As a published poet and former actor, Terreblanche was a gifted public speaker
By Peter Burdin
BBC News, Johannesburg
The white supremacist leader Eugene Terreblanche, who was murdered on Saturday, was a controversial figure in South African politics for many years.
In the years before Nelson Mandela won the country's first democratic elections in 1994, Terreblanche and his paramilitary AWB movement vowed to bring war in South Africa, rather than accept majority rule.
I remember reporting on an AWB rally at Union Buildings in Pretoria a year before the elections when Terreblanche told thousands of supporters: "If the ANC wants war, we shall give them war my friends."
And his threats took on an even more sinister tone when a few weeks later his black-shirted elite guard smashed an armoured vehicle into the World Trade Centre in Johannesburg, where the negotiations to forge a democratic South Africa were taking place.
Punching and slapping
That day we watched as Terreblanche's forces brought the talks to a standstill.

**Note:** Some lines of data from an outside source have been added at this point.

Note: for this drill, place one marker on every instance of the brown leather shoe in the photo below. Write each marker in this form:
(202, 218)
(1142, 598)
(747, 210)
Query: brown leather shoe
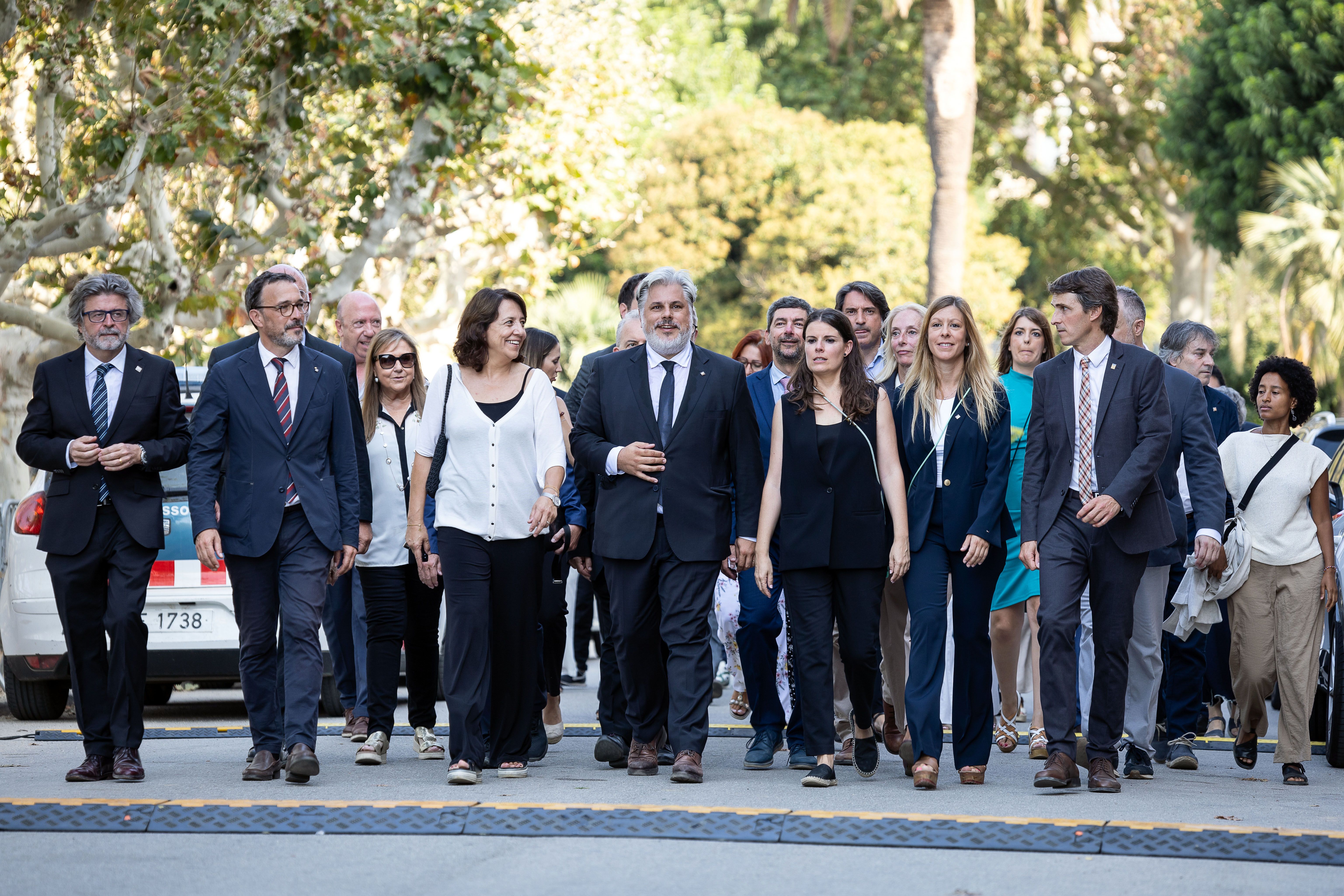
(687, 769)
(125, 765)
(1101, 777)
(92, 769)
(892, 733)
(265, 766)
(300, 764)
(643, 760)
(1061, 772)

Relatives, friends and followers paid their respects at Terreblanche's home
Hundreds of armed AWB members clad in their military fatigues forced their way into the building.
They strode into the negotiating chambers, before punching and slapping delegates.

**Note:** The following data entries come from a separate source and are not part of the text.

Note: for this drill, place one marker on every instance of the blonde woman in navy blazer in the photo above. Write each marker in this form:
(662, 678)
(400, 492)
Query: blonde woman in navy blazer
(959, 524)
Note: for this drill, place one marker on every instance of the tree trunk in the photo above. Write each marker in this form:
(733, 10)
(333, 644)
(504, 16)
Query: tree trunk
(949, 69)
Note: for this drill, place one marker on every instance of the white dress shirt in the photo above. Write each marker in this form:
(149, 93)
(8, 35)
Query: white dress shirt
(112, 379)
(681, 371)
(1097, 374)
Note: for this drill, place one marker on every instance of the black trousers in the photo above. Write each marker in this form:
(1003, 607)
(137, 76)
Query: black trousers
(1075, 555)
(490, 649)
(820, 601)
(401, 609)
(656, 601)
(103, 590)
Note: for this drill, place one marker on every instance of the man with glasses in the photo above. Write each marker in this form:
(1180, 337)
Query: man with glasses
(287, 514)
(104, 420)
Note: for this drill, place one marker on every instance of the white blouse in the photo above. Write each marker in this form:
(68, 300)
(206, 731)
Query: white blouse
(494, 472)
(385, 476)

Key negotiators had to hide in locked offices as Terreblanche and his men vowed that they would halt the talks by force if necessary.

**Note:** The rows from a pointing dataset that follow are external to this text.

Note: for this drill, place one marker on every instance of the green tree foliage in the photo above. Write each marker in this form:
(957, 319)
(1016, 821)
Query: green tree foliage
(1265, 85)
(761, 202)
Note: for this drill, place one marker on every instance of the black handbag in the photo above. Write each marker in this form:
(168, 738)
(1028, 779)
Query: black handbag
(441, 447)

The AWB - Afrikaner Weerstandsbeweging (Afrikaner Resistance Movement) - had already shown it had a propensity for violence.
In 1991, it fought gun battles with the police at Potchefstroom to show their opposition to the National Party's plans to start the negotiating process with the ANC.
And in Terreblanche, the AWB had found a leader who could appeal to right-wing Afrikaners' deepest fears and galvanise them into a fighting force which believed it could halt the end of the apartheid system and create a white Afrikaner homeland.
I watched Terreblanche speak on several occasions and there's no doubt that he was a formidable public speaker.
TERREBLANCHE: KEY DATES
1941: Born on farm in Transvaal town of Ventersdorp
1973: Co-founds AWB to protect rights of Boers' descendants
1993: AWB vehicle smashes into World Trade Centre in Jo'burg during talks to end apartheid
1994: AWB invades tribal homeland of Bophuthatswana and is defeated; three AWB men die
1998: Accepts moral blame for 1994 bombings that killed 21
2001: Jailed for attempted murder of farm-worker
2004: Released from prison
With his rich bass voice and total command of the Afrikaans language he had the ability to whip up a crowd and inspire them to follow him.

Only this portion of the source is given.